Emmanuel Macron s'apprête à se rendre à Bruxelles ce mercredi 18 mars, pour rencontrer Friedrich Merz, à l'approche d'un sommet de l'Union européenne. Au programme de cette rencontre : le Scaf (Système de combat aérien du futur). Selon Reuters, ce programme, lancé en 2017 par Macron et Angela Merkel, est actuellement enlisée en raison de divergences fortes entre Dassault Aviation et Airbus, les deux entreprises clés de ce projet évalué à plus de 100 milliards d'euros.
Le Scaf, qui inclut également l'Espagne et qui aspire à remplacer le Rafale dans le cadre de la dissuasion nucléaire française, prévoit le développement d'avions de combat interconnectés, accompagnés de drones échappant à la supervision humaine. Ces innovations, qualifiées de "cloud de combat", sont au cœur de la stratégie de défense européenne.
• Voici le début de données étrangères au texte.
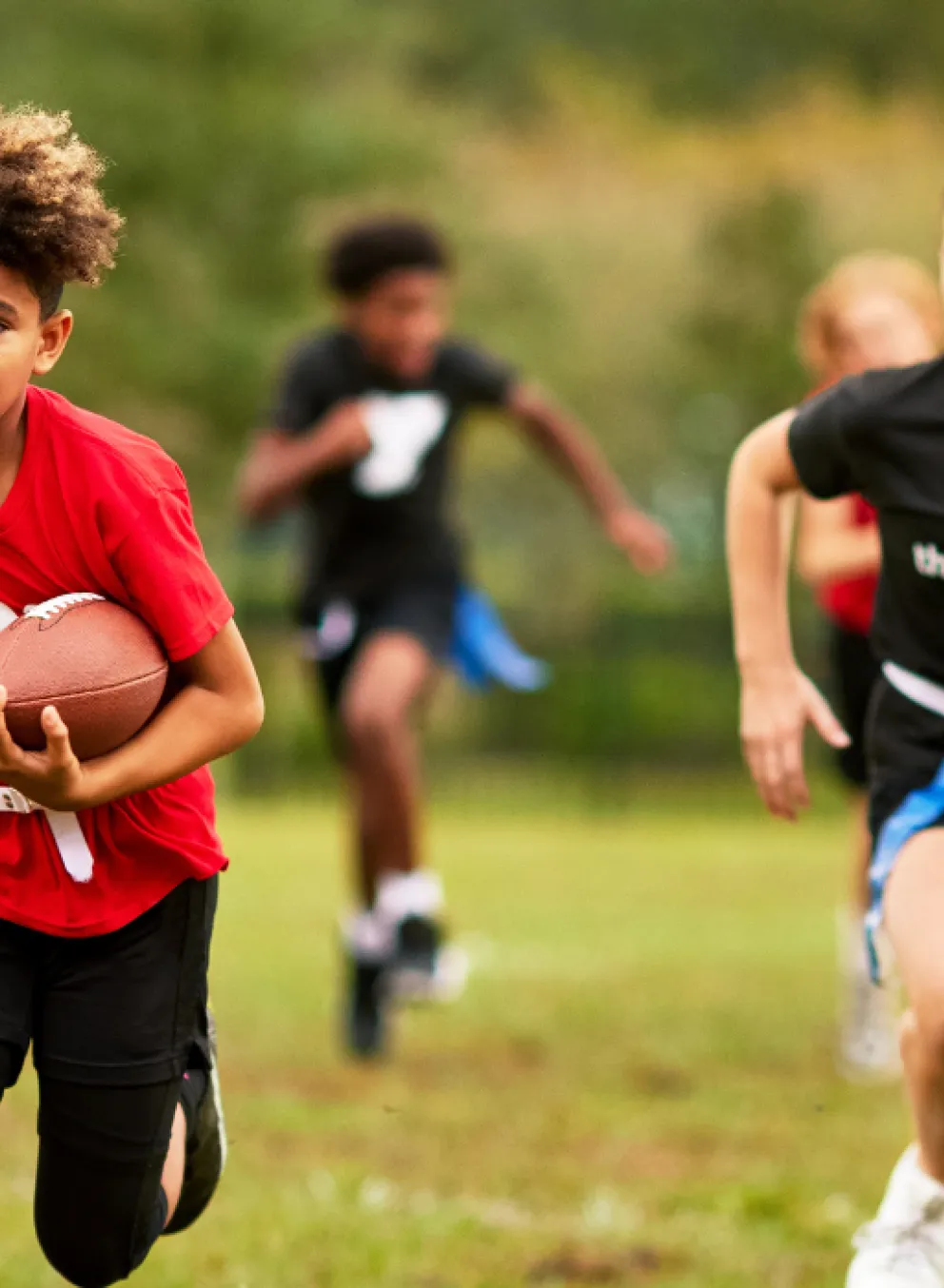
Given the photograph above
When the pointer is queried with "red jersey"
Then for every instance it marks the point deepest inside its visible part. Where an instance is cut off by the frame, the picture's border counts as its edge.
(97, 508)
(850, 600)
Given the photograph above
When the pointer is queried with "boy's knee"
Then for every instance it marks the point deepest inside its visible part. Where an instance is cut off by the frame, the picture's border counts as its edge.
(95, 1238)
(368, 725)
(924, 1026)
(89, 1256)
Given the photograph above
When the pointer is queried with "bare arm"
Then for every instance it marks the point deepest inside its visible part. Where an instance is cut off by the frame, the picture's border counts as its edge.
(217, 709)
(278, 465)
(575, 454)
(777, 701)
(831, 545)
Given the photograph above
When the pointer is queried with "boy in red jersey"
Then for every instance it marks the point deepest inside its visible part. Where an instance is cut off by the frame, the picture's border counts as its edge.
(108, 868)
(872, 310)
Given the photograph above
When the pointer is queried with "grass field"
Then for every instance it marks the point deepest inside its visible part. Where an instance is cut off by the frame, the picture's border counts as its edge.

La collaboration entre la France, l'Allemagne et l'Espagne est censée être équilibrée, chaque pays apportant un tiers au projet. Toutefois, Dassault, qui mène le développement, exige un contrôle significatif pour choisir ses sous-traitants, une demande qui suscite des tensions avec ses partenaires, notamment Airbus Allemagne et Espagne. Comme l'indique le PDG de Dassault, Éric Trappier, "être le véritable leader est essentiel pour garantir la qualité et la performance" de l’avion.
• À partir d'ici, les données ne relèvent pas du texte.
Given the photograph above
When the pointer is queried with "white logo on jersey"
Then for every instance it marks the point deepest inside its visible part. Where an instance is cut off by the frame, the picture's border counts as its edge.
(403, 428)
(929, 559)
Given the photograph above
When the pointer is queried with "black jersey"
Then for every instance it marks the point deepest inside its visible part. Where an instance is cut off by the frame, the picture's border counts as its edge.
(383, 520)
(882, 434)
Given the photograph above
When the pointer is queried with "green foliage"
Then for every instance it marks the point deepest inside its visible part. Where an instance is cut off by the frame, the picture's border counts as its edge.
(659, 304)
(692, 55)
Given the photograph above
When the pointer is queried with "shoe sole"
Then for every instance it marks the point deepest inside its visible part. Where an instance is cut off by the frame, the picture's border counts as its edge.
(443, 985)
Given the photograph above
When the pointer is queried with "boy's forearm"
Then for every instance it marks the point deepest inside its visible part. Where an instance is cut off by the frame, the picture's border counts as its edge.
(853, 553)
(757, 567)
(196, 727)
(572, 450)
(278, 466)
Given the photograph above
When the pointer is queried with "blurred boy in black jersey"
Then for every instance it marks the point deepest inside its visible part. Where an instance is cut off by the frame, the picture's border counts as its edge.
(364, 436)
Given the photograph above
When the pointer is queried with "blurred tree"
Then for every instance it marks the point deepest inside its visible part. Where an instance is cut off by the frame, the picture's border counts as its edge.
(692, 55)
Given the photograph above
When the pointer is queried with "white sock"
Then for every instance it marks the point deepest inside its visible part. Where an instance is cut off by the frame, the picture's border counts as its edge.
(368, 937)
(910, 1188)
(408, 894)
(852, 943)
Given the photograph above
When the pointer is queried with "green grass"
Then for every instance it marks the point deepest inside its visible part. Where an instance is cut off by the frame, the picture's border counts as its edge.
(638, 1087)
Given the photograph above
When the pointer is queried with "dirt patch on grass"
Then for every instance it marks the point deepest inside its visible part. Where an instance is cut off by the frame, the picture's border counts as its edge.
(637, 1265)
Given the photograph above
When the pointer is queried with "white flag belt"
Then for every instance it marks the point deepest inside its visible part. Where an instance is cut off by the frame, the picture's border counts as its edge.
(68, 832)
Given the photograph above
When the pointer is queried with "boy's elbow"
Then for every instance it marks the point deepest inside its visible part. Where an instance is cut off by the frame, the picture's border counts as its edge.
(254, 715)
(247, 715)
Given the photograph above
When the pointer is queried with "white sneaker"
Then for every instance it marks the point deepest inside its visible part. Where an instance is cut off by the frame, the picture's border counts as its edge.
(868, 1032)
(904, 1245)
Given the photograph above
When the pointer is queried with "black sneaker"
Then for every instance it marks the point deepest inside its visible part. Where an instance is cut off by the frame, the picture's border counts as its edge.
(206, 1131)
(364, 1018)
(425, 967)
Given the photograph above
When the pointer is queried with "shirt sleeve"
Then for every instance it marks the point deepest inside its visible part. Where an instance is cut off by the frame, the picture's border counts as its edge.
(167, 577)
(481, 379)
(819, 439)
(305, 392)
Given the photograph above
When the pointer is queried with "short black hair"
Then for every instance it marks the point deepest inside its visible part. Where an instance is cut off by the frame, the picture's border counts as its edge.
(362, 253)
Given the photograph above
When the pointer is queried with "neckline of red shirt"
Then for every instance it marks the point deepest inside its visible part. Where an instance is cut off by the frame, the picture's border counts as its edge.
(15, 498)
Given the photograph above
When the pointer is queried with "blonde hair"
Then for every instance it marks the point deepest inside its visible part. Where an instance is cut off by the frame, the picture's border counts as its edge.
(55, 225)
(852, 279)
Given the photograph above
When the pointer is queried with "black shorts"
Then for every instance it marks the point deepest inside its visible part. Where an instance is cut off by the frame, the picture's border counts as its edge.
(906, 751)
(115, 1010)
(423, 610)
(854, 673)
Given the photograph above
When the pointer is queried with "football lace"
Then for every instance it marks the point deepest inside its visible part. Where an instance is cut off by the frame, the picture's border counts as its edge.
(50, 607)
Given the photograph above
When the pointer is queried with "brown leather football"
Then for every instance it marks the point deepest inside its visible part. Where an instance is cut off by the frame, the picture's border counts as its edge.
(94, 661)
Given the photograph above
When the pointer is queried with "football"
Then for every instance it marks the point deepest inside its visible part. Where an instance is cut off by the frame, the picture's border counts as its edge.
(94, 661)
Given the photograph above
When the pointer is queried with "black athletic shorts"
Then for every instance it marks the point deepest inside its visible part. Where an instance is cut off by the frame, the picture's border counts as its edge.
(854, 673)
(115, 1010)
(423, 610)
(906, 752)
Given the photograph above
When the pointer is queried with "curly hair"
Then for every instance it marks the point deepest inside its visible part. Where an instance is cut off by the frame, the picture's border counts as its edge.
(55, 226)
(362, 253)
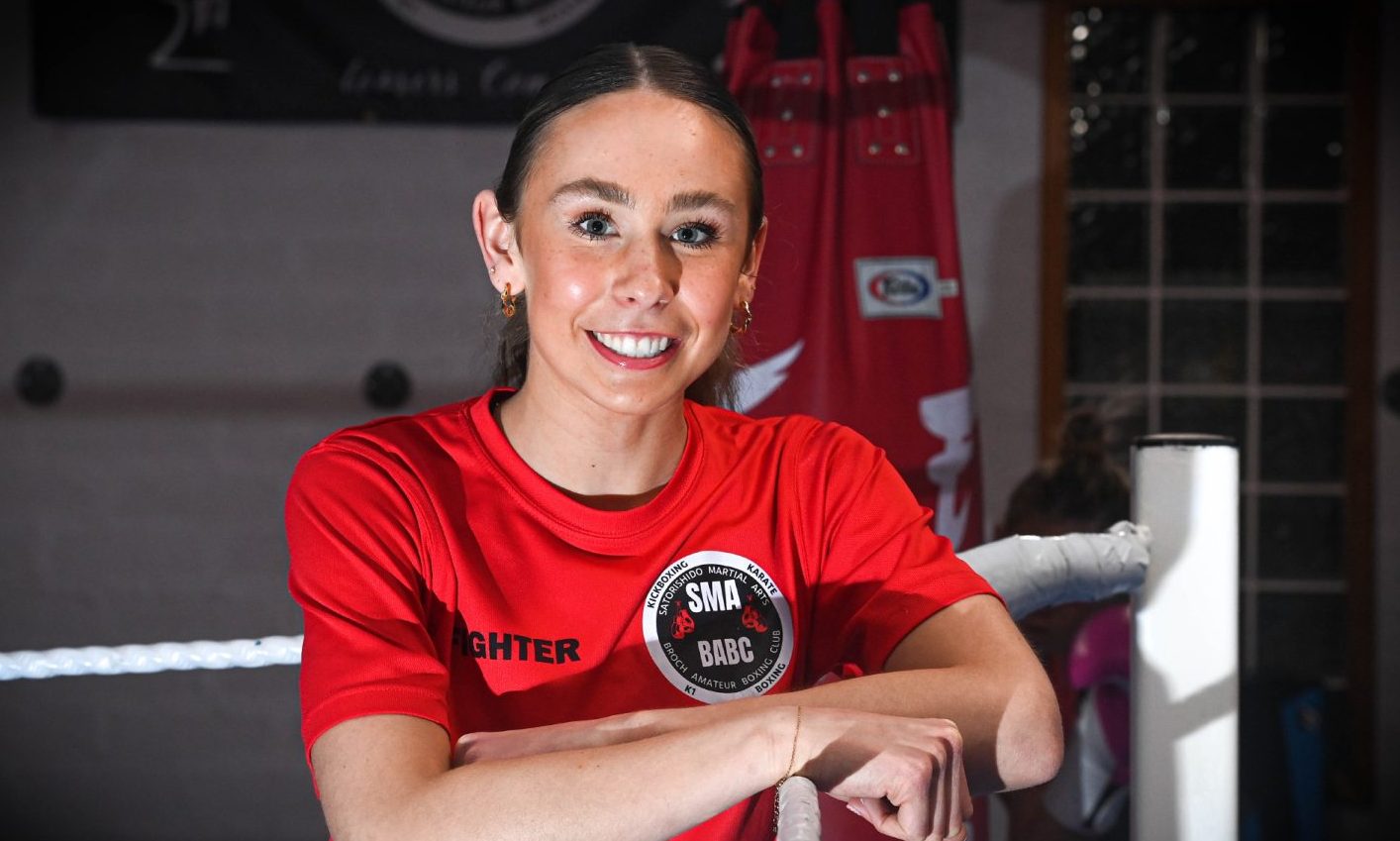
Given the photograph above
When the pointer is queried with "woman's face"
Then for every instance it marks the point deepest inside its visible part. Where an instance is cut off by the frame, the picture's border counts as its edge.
(631, 239)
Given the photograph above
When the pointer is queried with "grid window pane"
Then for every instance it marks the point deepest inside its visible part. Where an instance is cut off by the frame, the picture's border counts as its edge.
(1302, 246)
(1299, 537)
(1304, 342)
(1106, 341)
(1108, 244)
(1108, 146)
(1302, 635)
(1206, 148)
(1302, 148)
(1301, 441)
(1203, 341)
(1108, 50)
(1207, 51)
(1204, 246)
(1305, 50)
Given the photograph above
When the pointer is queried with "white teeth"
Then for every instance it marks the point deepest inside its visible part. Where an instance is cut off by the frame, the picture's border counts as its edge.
(633, 347)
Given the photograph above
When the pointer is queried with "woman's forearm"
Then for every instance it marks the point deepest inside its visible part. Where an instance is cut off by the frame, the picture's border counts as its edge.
(388, 779)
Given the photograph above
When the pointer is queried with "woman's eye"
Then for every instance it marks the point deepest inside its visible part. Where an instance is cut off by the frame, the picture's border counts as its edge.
(595, 227)
(693, 235)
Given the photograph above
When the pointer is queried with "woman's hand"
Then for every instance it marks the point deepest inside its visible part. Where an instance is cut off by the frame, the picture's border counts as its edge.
(900, 774)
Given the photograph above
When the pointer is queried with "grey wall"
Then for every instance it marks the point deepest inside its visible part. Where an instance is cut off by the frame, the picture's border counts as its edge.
(216, 292)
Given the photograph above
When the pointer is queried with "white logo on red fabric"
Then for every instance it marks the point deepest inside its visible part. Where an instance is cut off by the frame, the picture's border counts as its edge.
(759, 380)
(948, 416)
(719, 627)
(902, 287)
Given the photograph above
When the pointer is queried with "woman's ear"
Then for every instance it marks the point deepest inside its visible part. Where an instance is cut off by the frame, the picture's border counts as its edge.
(750, 273)
(496, 236)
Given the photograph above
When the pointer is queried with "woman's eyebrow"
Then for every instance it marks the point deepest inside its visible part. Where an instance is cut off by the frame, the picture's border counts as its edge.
(605, 191)
(697, 199)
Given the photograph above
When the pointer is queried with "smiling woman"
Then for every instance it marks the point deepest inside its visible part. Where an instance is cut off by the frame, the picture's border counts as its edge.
(523, 611)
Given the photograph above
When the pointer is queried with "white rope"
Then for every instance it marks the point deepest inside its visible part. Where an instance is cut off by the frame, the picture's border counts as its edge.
(1029, 573)
(800, 816)
(145, 659)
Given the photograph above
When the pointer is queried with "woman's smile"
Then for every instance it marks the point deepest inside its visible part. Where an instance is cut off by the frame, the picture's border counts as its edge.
(635, 351)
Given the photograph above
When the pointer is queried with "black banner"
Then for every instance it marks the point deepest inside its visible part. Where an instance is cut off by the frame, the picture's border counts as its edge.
(415, 60)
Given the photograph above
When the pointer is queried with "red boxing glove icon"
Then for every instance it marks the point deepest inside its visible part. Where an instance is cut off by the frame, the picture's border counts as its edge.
(682, 625)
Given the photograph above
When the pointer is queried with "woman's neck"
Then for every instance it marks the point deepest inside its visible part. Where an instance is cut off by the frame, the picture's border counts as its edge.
(599, 457)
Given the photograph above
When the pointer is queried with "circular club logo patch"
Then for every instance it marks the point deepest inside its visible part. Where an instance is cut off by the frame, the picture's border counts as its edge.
(717, 627)
(899, 287)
Des doutes sont exprimés sur l'avenir du projet
Le climat s'est durci en février lorsque Friedrich Merz a publiquement remis en question la nécessité d'un projet commun, laissant entrevoir l'option de concevoir des avions distincts pour la France et l'Allemagne. Malgré ces tensions, Macron reste ferme sur la nécessité de maintenir le cap du projet. "Les frictions commerciales ne devraient pas dictées les priorités stratégiques de nos États", a-t-il affirmé récemment lors d'un déplacement à New Delhi.
"Il est impératif de mutualiser les coûts dans un contexte où les budgets de défense sont de plus en plus serrés," a ajouté Macron, soulignant l'importance d'unifier les efforts militaires.
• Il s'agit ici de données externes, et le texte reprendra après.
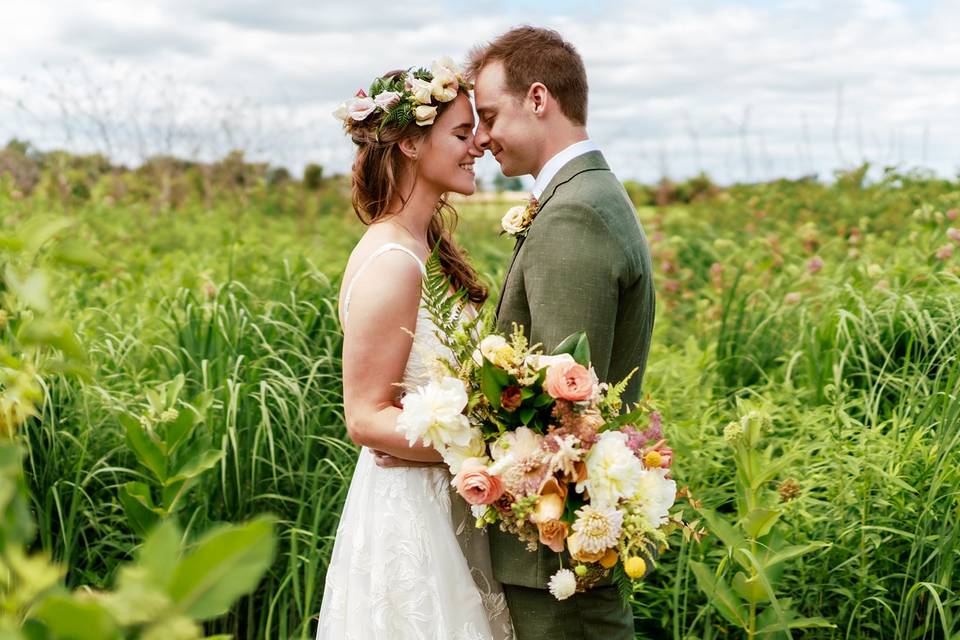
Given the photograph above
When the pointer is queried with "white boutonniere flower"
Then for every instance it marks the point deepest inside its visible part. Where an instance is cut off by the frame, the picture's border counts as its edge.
(518, 219)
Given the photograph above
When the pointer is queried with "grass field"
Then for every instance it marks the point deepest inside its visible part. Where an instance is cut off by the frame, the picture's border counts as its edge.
(805, 360)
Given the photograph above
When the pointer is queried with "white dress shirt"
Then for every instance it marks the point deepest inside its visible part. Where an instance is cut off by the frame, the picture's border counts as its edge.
(556, 163)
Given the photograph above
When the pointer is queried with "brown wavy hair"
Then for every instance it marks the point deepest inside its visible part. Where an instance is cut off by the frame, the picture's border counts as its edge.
(378, 170)
(532, 54)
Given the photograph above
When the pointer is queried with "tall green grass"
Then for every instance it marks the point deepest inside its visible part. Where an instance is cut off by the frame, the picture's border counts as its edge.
(856, 365)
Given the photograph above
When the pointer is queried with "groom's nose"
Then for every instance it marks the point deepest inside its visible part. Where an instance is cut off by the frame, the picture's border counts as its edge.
(481, 139)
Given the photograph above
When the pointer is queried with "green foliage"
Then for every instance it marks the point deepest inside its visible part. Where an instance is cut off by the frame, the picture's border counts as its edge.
(233, 286)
Alors que le coût initial annoncé de 100 milliards d'euros pourrait grimper à 166 milliards d'euros, comme le souligne une étude repérée par Challenges, cette réunion pourrait être cruciale pour revitaliser le projet et clarifier les perspectives de coopération.
Enfin, des relations entre Paris et Berlin, qui avaient semblé florissantes après l'élection de Merz, se sont fragilisées au fil des mois, notamment sur des sujets tels que l'accord commercial avec le Mercosur, défendu par Berlin mais rejeté par Paris. Cette rencontre à Bruxelles pourrait justement permettre de recoller les morceaux avant le Conseil européen, dont l'agenda s'annonce chargé.